The application of physiological measuring instruments using wearables
Physiological measurements, such as heart rate, and models of e.g. sleep quality, emotional state, and stress, can contribute to understanding and possibly predicting problem behavior. The future of these methods lies in the design of user-friendly wearables, and advanced analysis techniques.
Even in the House of Representatives the use of wearables is discussed: the Ministry of Health, Welfare and Sport indicates that they aim for self-measurement in 75% of chronic patients within 5 years. Our aim is for individuals with strong problematic behavior to gain insight into when their behavior threatens to become problematic.
In this work package of the Startimpulse project, we focus on developing adequate models for physiological measurements and data analysis methods to predict problem behavior.
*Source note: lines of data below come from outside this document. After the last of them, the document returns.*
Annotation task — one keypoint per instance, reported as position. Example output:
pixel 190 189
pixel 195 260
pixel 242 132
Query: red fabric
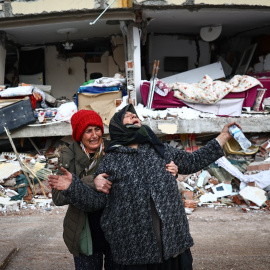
pixel 249 96
pixel 170 101
pixel 32 99
pixel 160 102
pixel 81 120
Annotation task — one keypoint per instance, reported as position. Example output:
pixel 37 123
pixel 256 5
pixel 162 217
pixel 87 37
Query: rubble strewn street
pixel 225 238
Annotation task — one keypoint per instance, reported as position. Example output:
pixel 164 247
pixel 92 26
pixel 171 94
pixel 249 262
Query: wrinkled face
pixel 92 138
pixel 131 118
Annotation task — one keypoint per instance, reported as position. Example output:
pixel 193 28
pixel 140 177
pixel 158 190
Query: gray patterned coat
pixel 137 176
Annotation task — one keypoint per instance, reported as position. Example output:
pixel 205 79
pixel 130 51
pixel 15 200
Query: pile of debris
pixel 24 183
pixel 240 178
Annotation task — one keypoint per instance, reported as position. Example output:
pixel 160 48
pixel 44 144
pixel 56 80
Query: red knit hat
pixel 81 120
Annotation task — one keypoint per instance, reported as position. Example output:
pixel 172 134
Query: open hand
pixel 102 184
pixel 172 168
pixel 60 182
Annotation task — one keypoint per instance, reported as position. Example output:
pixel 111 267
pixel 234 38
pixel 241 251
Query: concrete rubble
pixel 26 186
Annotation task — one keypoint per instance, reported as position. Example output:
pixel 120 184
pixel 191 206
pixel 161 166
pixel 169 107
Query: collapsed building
pixel 57 58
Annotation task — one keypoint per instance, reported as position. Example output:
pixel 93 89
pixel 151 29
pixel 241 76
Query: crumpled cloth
pixel 208 91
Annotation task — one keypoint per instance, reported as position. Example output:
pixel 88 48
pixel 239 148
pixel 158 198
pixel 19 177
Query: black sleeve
pixel 83 197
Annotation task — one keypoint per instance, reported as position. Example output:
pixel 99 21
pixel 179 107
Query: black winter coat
pixel 139 175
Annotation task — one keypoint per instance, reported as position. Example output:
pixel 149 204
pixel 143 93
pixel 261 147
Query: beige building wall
pixel 40 6
pixel 65 84
pixel 213 2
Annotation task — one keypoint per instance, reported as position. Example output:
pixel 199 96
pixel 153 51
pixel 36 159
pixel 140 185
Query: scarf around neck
pixel 124 135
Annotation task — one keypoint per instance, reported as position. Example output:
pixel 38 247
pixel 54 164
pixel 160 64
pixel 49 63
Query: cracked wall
pixel 203 2
pixel 48 6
In cooperation with the other work packages, we collect data relating to anti-social behavior and other social relationships. The usability of various wearables is increased by setting up an ICT platform that can be used by several parties for follow-up research.
This research is carried out under the supervision of TNO in collaboration with universities, applied univerisities and other partners such as the Ministry of Justice and Safety and ICT for Body, Brain and Behavior.
Prof. Dr. Jan van Erp (TNO/UT)
Dr. Anne-Marie Brouwer (TNO)
Prof. Dr. Eco de Geus (Free University)
Dr. Mandy Tjew-A-Sin (Free University)
Dr. Mannes Poel (Twente University)
Dr. Marc Teunis (Utrecht Applied University)
Dr. Nattapong Thamassan (Twente University)
An additional research project with different funding is associated with this work package (Prof. Dr. Eus van Someren (NIN))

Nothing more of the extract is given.